Çeşmenin karşısında buluna tepede ağaçlar arasında yine bir şapel. çorak tepede sadece şapel etrafında ağaçların olduğuna bakılırsa su kaynağının yanı başında inşa edilmiş şapel..
 Su içip mataralarımız doldurduktan sonra Şahinkaya köyüne doğru ilerliyoruz.
Ve Şahinkaya köyü. çevreden edindiğimiz bilgiye göre bu köy Karadeniz'den göç edenler tarafından kurulmuş ve eski köylerinin ismi verilmiş. köydeki tüm araçlarda Trabzonspor bayrağını bulunuşu ve insanlardaki Karadeniz'e özgü burun yapısı bundan kaynaklanıyor olsa gerek. bir de otları tırpanla biçişleri..
Şahinkaya Dereköy'ün hemen yanında kurulmuş. Şahinkaya'nın tabelasının bulunduğu yerden Dereköy görünmeye başlıyor.
Sonunda Dereköy'e ulaşıyoruz. Bu köyde  sadece küçükbaş hayvanlar koyun ve keçiler değil inekler ve atlar da başıboş gezebiliyorlar..
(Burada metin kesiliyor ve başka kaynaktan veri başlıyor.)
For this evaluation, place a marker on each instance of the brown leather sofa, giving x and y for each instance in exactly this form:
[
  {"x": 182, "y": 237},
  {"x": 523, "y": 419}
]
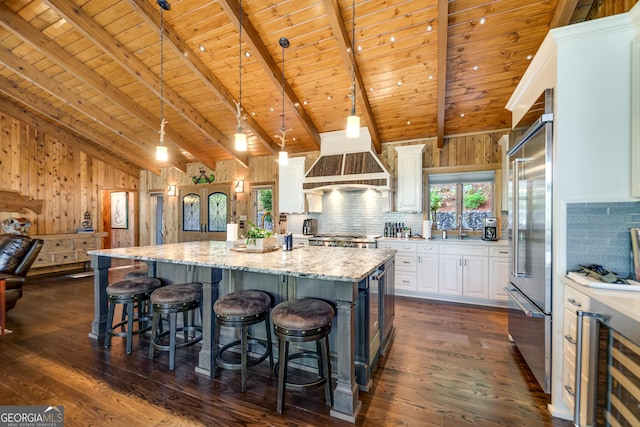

Biz Dereköy'e ulaştığımızda köy hiç olmadığı kadar kalabalıktı. Nedeniyse bir gün sonra gerçekleştirilecek Paskalya nedeniyle adada bulunan Fener Rum Patriği Bartholemeos'un (ki kendisi de Gökçeadalıdır) ayin için Dereköy Kilisesinde bulunması ve ayin yönetiyor olması. Biz köye ulaşmadan kısa bir süre önce köyden ayrıldığını öğreniyoruz.. Ama Özellikler Yunanistan'dan ayin için adaya gelen Rumlar hala Dereköy'deler..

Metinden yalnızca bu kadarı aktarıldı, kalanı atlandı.